Plural voting also existed in local government elections in Northern Ireland, as in the rest of the United Kingdom (see above).
In Belgium, voting was restricted to the wealthy tax brackets from independence in 1830 until 1848, when it was expanded to include a somewhat larger number of voters. The restriction on voting was abolished in 1893 and replaced with plural voting. This was applied for elections from 1894 to 1919 as a way to limit the impact of universal suffrage.
Every male citizen over 25 got one vote for legislative elections, but some electors got up to two supplementary votes according to some criteria:
For municipal elections, a fourth vote was granted to family heads who paid a fixed level of electoral tax, or whose cadastral income was at least of 150 francs.

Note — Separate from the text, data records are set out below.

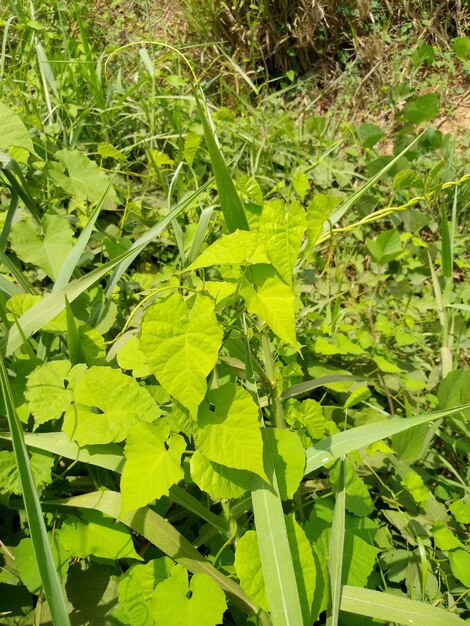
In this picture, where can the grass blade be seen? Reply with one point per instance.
(386, 607)
(337, 445)
(165, 537)
(335, 561)
(37, 528)
(110, 456)
(347, 204)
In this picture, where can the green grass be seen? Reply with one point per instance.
(243, 313)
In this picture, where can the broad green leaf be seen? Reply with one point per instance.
(382, 606)
(130, 357)
(300, 184)
(421, 109)
(242, 247)
(318, 211)
(136, 588)
(166, 538)
(25, 561)
(46, 394)
(270, 298)
(335, 446)
(14, 133)
(84, 180)
(460, 509)
(219, 481)
(47, 250)
(181, 340)
(386, 247)
(460, 565)
(228, 429)
(444, 538)
(249, 569)
(358, 500)
(98, 416)
(10, 480)
(153, 464)
(309, 414)
(201, 603)
(288, 456)
(369, 134)
(96, 534)
(282, 227)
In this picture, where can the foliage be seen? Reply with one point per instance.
(240, 399)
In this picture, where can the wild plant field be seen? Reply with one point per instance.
(234, 301)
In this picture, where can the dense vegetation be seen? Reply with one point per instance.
(234, 304)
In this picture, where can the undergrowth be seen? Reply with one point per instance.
(235, 346)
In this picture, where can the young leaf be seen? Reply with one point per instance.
(100, 417)
(201, 603)
(181, 340)
(267, 296)
(47, 251)
(228, 429)
(153, 464)
(282, 228)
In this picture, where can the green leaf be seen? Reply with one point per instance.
(10, 480)
(130, 357)
(318, 211)
(165, 537)
(460, 565)
(444, 538)
(461, 46)
(249, 569)
(300, 184)
(97, 534)
(218, 480)
(46, 394)
(270, 298)
(47, 250)
(242, 247)
(421, 109)
(25, 562)
(460, 509)
(100, 417)
(386, 247)
(84, 179)
(382, 606)
(369, 134)
(181, 340)
(282, 227)
(228, 429)
(288, 455)
(358, 500)
(308, 413)
(359, 560)
(14, 132)
(136, 588)
(334, 447)
(416, 487)
(201, 603)
(153, 464)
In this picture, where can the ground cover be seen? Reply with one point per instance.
(235, 339)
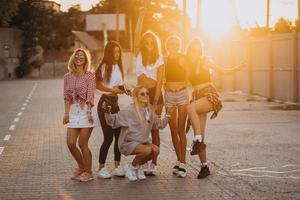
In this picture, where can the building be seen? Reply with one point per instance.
(48, 4)
(10, 51)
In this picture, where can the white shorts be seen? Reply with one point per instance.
(176, 98)
(78, 117)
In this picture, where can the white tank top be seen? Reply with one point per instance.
(150, 70)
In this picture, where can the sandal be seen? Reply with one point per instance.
(77, 172)
(85, 177)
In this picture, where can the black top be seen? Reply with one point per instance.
(198, 74)
(174, 71)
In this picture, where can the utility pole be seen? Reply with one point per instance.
(117, 22)
(268, 16)
(184, 38)
(199, 2)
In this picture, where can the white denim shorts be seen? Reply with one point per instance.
(176, 98)
(78, 117)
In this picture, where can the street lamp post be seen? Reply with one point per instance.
(6, 55)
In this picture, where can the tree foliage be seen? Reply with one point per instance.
(46, 28)
(162, 17)
(8, 9)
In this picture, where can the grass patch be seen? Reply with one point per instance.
(285, 107)
(229, 99)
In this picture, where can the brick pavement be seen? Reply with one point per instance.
(36, 164)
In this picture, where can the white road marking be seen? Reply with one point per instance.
(6, 138)
(12, 127)
(264, 176)
(1, 150)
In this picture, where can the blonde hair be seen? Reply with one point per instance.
(171, 37)
(87, 64)
(135, 93)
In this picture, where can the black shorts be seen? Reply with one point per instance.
(152, 94)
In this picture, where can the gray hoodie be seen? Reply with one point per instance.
(134, 130)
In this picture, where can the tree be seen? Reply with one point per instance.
(8, 9)
(283, 26)
(159, 14)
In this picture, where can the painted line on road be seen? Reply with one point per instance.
(1, 150)
(12, 127)
(6, 138)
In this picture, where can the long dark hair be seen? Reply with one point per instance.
(108, 60)
(189, 53)
(150, 57)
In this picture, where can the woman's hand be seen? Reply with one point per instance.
(116, 91)
(142, 11)
(90, 117)
(66, 119)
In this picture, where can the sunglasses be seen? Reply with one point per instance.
(80, 57)
(144, 94)
(150, 43)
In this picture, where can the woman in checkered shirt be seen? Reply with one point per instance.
(79, 91)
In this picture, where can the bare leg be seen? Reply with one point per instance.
(199, 106)
(174, 131)
(155, 133)
(143, 154)
(72, 135)
(203, 118)
(84, 136)
(155, 151)
(182, 115)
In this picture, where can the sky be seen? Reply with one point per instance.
(250, 13)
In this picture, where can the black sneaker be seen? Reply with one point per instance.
(204, 172)
(197, 147)
(175, 169)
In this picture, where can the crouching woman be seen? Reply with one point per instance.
(136, 122)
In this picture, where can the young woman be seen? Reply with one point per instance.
(79, 91)
(110, 77)
(149, 69)
(205, 98)
(176, 100)
(136, 122)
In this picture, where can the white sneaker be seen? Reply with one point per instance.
(140, 173)
(104, 173)
(182, 170)
(119, 171)
(176, 168)
(152, 169)
(131, 173)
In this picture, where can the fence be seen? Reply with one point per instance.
(272, 66)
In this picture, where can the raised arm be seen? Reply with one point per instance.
(210, 64)
(138, 30)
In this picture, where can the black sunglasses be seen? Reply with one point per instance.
(144, 94)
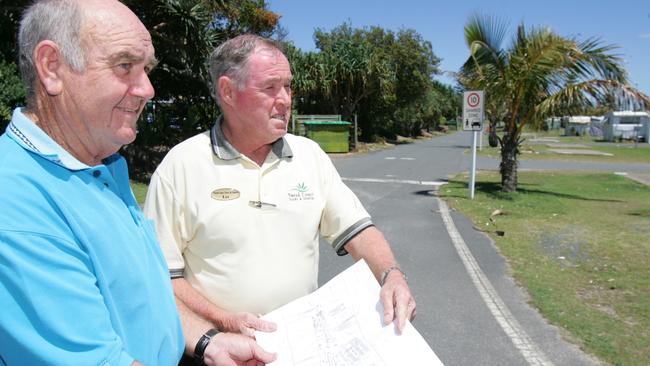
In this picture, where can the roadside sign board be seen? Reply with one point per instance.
(473, 110)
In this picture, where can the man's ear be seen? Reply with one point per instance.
(226, 89)
(48, 62)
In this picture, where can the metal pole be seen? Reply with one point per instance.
(356, 132)
(472, 178)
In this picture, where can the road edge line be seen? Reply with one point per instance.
(500, 311)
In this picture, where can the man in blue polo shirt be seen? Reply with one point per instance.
(82, 279)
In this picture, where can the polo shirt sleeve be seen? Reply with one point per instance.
(343, 216)
(163, 207)
(52, 310)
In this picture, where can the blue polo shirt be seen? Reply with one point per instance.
(82, 278)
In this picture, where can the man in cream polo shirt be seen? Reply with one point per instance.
(239, 209)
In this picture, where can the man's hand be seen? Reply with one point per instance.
(398, 302)
(246, 324)
(227, 349)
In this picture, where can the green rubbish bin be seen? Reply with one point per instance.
(332, 136)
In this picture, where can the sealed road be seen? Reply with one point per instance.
(469, 309)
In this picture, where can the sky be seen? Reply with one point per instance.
(625, 23)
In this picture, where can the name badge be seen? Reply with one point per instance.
(225, 194)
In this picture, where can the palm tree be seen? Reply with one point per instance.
(540, 74)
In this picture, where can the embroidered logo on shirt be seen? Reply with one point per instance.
(300, 193)
(225, 194)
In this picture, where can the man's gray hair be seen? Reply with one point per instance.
(58, 21)
(231, 59)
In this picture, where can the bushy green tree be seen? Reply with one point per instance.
(384, 77)
(12, 92)
(540, 74)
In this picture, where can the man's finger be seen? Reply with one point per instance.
(387, 301)
(263, 325)
(400, 316)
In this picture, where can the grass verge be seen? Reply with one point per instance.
(534, 148)
(579, 243)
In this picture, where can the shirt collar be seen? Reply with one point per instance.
(27, 134)
(225, 151)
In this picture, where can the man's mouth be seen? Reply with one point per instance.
(281, 117)
(129, 110)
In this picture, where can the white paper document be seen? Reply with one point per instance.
(340, 324)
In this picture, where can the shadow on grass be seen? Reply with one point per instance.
(640, 213)
(493, 190)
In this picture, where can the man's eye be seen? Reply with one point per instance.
(125, 66)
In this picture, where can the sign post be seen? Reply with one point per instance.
(473, 121)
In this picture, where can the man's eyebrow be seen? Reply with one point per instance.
(153, 62)
(125, 56)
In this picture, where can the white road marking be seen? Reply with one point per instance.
(510, 325)
(402, 181)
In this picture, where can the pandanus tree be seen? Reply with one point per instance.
(539, 74)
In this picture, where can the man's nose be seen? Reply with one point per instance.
(284, 97)
(143, 88)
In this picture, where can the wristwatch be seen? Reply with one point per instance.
(389, 270)
(202, 344)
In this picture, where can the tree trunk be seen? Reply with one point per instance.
(508, 167)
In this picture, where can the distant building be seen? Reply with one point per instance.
(576, 125)
(626, 125)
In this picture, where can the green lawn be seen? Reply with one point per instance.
(532, 148)
(580, 244)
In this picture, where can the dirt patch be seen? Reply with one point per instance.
(566, 247)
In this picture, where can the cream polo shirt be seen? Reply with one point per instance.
(246, 236)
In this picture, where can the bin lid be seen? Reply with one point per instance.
(327, 123)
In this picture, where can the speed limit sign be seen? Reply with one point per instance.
(473, 110)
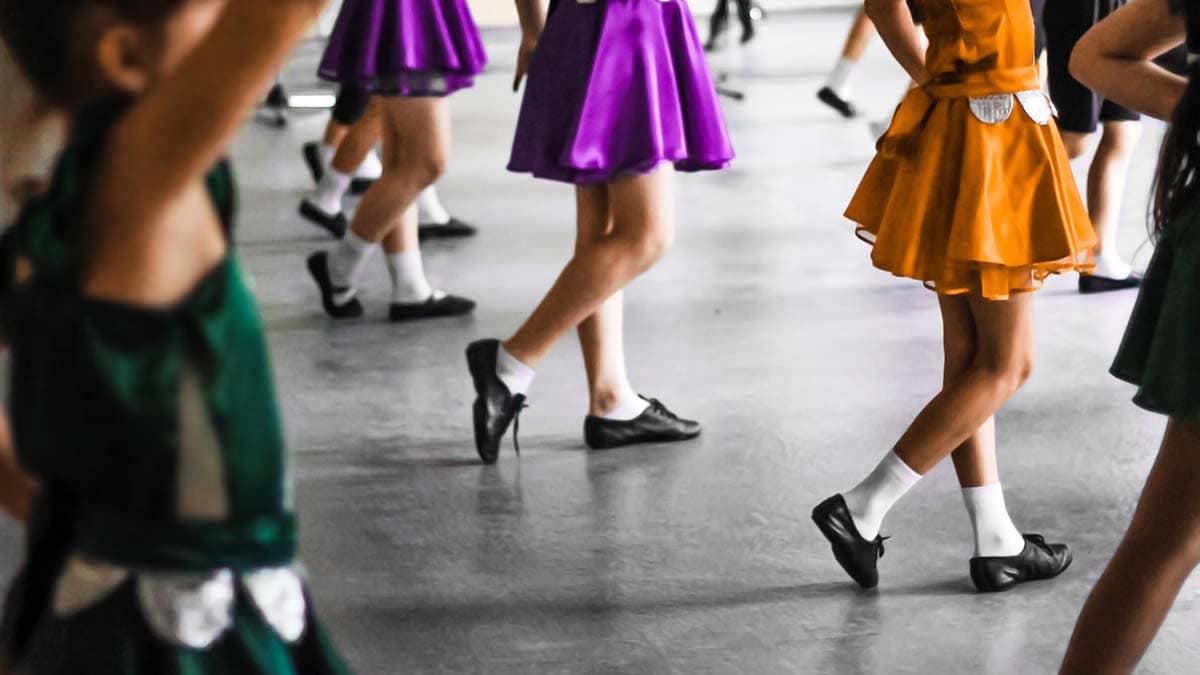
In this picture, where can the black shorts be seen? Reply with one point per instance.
(1060, 24)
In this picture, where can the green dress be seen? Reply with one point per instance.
(1161, 350)
(163, 541)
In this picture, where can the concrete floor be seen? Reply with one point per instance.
(766, 322)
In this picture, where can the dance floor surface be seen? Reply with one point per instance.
(766, 322)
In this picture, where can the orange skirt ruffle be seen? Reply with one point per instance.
(970, 207)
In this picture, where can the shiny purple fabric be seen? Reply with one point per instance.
(405, 47)
(617, 88)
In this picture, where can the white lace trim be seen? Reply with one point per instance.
(189, 609)
(999, 107)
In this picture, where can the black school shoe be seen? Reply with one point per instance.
(495, 407)
(829, 97)
(333, 223)
(453, 228)
(318, 267)
(1037, 561)
(657, 424)
(858, 556)
(1095, 284)
(433, 308)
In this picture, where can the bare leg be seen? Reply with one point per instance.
(1156, 556)
(1002, 362)
(415, 144)
(1107, 180)
(601, 334)
(334, 133)
(402, 237)
(642, 211)
(359, 139)
(975, 460)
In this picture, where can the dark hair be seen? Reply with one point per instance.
(47, 40)
(1177, 178)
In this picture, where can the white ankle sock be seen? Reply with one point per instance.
(347, 262)
(874, 497)
(628, 407)
(329, 192)
(1111, 266)
(995, 532)
(839, 78)
(408, 281)
(514, 374)
(430, 209)
(371, 167)
(327, 155)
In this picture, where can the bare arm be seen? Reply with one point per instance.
(17, 489)
(1115, 58)
(893, 21)
(156, 236)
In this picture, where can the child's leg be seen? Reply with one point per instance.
(601, 334)
(1105, 190)
(351, 153)
(835, 91)
(1002, 362)
(892, 478)
(415, 144)
(1155, 559)
(642, 210)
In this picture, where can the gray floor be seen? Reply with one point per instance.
(768, 323)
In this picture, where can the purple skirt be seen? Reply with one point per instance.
(616, 88)
(405, 47)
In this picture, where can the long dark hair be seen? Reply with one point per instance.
(1177, 177)
(49, 39)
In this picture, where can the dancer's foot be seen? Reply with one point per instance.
(858, 556)
(1097, 284)
(318, 267)
(312, 159)
(334, 223)
(450, 230)
(1039, 560)
(657, 424)
(831, 97)
(438, 305)
(496, 407)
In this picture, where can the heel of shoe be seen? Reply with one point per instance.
(991, 577)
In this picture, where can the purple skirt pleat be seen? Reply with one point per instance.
(616, 88)
(405, 47)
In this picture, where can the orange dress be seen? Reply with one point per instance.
(971, 190)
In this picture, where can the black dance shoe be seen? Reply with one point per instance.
(1037, 561)
(318, 267)
(436, 306)
(333, 223)
(856, 555)
(1096, 284)
(657, 424)
(829, 97)
(449, 230)
(496, 407)
(312, 159)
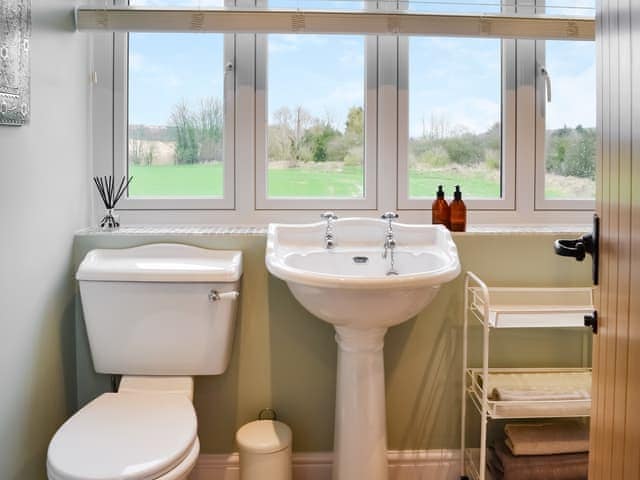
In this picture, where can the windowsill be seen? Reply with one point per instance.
(243, 230)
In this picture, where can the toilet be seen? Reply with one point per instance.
(157, 315)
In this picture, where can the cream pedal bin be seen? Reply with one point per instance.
(158, 315)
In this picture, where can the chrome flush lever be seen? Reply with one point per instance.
(329, 238)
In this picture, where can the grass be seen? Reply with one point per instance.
(207, 180)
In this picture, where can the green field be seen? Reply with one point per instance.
(206, 180)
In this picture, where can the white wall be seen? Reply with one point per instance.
(44, 183)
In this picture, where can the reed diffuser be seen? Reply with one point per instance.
(110, 197)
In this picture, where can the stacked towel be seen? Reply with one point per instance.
(503, 465)
(539, 386)
(550, 438)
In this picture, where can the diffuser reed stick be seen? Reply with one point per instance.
(110, 196)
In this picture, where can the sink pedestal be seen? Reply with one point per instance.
(360, 442)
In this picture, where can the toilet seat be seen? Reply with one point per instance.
(126, 436)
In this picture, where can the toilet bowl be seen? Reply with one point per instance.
(156, 314)
(127, 436)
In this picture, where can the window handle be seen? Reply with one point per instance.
(547, 80)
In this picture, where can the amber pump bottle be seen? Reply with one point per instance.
(440, 209)
(458, 209)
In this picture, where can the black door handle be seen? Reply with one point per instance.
(592, 321)
(580, 247)
(571, 248)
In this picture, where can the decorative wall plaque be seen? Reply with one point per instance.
(15, 70)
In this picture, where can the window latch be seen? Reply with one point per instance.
(547, 80)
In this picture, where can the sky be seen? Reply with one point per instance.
(455, 79)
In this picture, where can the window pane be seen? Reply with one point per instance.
(176, 115)
(455, 116)
(575, 8)
(315, 139)
(570, 140)
(456, 6)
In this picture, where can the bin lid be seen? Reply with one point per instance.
(264, 436)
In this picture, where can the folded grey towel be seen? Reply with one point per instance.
(549, 438)
(505, 466)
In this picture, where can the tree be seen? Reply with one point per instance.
(210, 127)
(354, 126)
(199, 134)
(186, 134)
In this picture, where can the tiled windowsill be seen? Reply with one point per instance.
(233, 230)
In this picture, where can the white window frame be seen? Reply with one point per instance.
(386, 140)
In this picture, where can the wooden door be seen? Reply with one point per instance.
(615, 423)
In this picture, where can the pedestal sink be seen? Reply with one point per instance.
(337, 271)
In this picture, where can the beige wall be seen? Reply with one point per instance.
(43, 201)
(286, 359)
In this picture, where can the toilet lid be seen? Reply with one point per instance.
(124, 436)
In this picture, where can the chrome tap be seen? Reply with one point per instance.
(389, 240)
(329, 239)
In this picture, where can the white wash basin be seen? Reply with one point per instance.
(361, 293)
(349, 285)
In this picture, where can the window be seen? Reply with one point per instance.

Plural voting for Dáil elections was abolished by the Electoral Act 1923: electors could be registered in only one constituency: the constituency in which he or she was ordinarily resident; the constituency in which he or she occupied business premises; or one of two university constituencies. University constituencies were abolished at the 1937 general election. University constituencies were recreated in 1938 for the Seanad Éireann, the upper house of the Oireachtas (the Irish legislature). Graduates of Dublin University and the National University are entitled to vote in these constituencies in addition to exercising their normal vote for Dáil Éireann, the lower house of the Oireachtas, and may vote in both constituencies if entitled.
The Local Government (Dublin) Act 1930, passed by the Cumann na nGaedheal government, provided that Dublin City Council would comprise 30 popularly elected "ordinary members" and five "commercial members" elected by business ratepayers (individuals or corporate persons). The commercial members were elected by single transferable vote in a single five-member constituency, with each elector casting between one and six ballots depending on the rate they paid. The commercial members were abolished in 1935 by the Fianna Fáil government.
Inland fisheries boards prior to 2010 were elected by holders of fishing licences, who until 1980 had varying numbers of votes depending on the cost of their licences.
Plural voting, also referred to as "dual voting", was abolished in New Zealand in 1889 for general elections. Hower, it is still permitted in some local elections, such as Auckland Council. It was previously available to certain male property owners.
Philosopher Thomas Mulligan has proposed a system of plural voting which uses a mathematical algorithm to determine voters' ability and then gives higher-ability voters more votes.
Yulia Latynina proposes to offer money to voters who agree to sell their voting right.
Nevil Shute's 1953 novel In the Wet offers a system of up to seven votes for a person based on their achievements (although it would be technically very difficult for one individual to achieve all seven votes).